At page 51, Justice Scalia, writing for the court, cited a law review article entitled, “The Peculiar Story of United States v. Miller,” which appeared this year in the NYU Journal of Law and Liberty. The author, Brian Frye, hangs his hat at Sullivan & Cromwell in New York, where he’s a first-year associate (with two clerkships under his belt). At Volokh Conspiracy, Professor Eugene Volokh, whose work was also cited in the Court’s Heller opinion, writes, “Citations to such articles by people who aren’t academics, and who aren’t solidly established in their field . . . are especially rare, and especially worth noting.”
Justice Scalia cites Frye in the context of arguing that Justice Stevens’s dissent is “wrongheaded” in its reliance on Miller — the Court’s last Second Amendment case from 1939. According to Scalia, “[Miller] did not even purport to be a thorough examination of the Second Amendment . . . The respondent made no appearance in the case, neither filing a brief nor appearing at oral argument; the Court heard from no one but the Government (reason enough, one would think, not to make that case the beginning and end of this Court’s consideration of the Second Amendment.)” Then, writing Frye into legal history, Scalia writes: “See Frye ….”
We reached out to Frye but he’s apparently on a (well deserved) vacation. We’ll let you know if we hear from him.
The picture to the right is from Frye’s S&C bio. The picture above, however, was taken from his bio at Peripheral Produce, “an experimental film and video” organization that began as a screening series for “local experimental” film and video and later grew into “a video distribution label.” Apparently, Frye — whose bio lists him as a “curator, freelance journalist, and lawyer” — has been a contributor to Peripheral Produce.
According to the site, Frye, born in San Francisco in 1974, “spent his childhood in Santa Rosa (immortalized as the creepiest town in California in Hitchcock’s Shadow of a Doubt),” received a BA from Berkeley, an MFA from the San Francisco Art Institute, and a JD from NYU, after which he clerked for Richard Sanders (Supreme Court of Washington) and Andrew Kleinfeld (Court of Appeals for Ninth Circuit). The site also says he’s a co-founder of New York’s Robert Beck Memorial Cinema and has written about film in publications such as Film Comment, Civilization, Cineaste, the Independent Film and Video Monthly and Millennium Film Journal.

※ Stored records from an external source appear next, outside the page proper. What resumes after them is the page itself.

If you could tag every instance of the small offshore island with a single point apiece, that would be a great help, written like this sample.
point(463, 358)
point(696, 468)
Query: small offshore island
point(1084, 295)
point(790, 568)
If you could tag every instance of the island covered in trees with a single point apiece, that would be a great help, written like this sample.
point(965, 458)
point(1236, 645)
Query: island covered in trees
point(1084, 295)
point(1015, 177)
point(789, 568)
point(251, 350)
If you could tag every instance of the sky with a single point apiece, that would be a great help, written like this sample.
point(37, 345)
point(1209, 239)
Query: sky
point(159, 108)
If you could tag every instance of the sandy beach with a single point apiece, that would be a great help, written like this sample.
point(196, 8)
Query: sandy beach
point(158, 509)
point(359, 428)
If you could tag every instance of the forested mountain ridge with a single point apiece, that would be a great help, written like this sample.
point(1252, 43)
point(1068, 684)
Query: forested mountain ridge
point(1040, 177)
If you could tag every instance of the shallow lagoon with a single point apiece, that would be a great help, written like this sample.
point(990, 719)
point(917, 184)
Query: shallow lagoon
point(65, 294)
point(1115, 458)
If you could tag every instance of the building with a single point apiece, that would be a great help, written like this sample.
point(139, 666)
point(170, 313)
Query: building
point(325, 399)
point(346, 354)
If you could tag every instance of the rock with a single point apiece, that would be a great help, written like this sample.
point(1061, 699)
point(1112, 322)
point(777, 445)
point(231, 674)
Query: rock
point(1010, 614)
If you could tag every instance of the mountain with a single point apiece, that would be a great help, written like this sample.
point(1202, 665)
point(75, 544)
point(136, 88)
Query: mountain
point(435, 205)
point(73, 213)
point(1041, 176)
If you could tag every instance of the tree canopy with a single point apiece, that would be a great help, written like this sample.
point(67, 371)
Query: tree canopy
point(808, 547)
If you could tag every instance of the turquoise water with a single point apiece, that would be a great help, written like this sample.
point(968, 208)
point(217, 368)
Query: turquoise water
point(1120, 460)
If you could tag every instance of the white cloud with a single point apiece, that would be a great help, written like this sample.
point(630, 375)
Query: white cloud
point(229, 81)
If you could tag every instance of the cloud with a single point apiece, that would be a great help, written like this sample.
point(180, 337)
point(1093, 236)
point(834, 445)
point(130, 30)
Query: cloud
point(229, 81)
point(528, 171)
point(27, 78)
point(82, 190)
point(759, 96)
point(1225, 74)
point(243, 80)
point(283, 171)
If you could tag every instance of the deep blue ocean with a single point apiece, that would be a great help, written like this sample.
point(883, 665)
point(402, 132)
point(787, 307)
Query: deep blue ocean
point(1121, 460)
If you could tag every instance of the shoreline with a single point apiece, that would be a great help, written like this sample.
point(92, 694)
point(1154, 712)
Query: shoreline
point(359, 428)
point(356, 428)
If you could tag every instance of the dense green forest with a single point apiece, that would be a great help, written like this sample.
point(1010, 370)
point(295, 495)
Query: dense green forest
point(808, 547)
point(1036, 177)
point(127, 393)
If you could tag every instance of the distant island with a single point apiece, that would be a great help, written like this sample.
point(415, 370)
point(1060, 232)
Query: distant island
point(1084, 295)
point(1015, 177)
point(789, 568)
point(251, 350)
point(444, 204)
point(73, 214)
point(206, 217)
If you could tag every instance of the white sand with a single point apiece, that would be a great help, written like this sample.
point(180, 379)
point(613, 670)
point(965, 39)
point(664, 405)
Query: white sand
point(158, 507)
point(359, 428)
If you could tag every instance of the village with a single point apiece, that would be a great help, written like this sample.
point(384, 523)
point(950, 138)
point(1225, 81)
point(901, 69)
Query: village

As for Frye’s films, his work has been shown in the Whitney Biennial, the New York Film Festival and the San Francisco International Film Festival. For $19.95, you can download Frye’s “Waste-book #1″ from the Peripheral Produce Web site. It’s apparently a compilation of seven films: “Robert Beck is Alive and Well and Living in NYC”; “The Anatomy of Melancholy”; “Kaddish”; “Oona’s Veil”; “The Letter”; “Across the Rappahannoc”; and “Lachrymae.”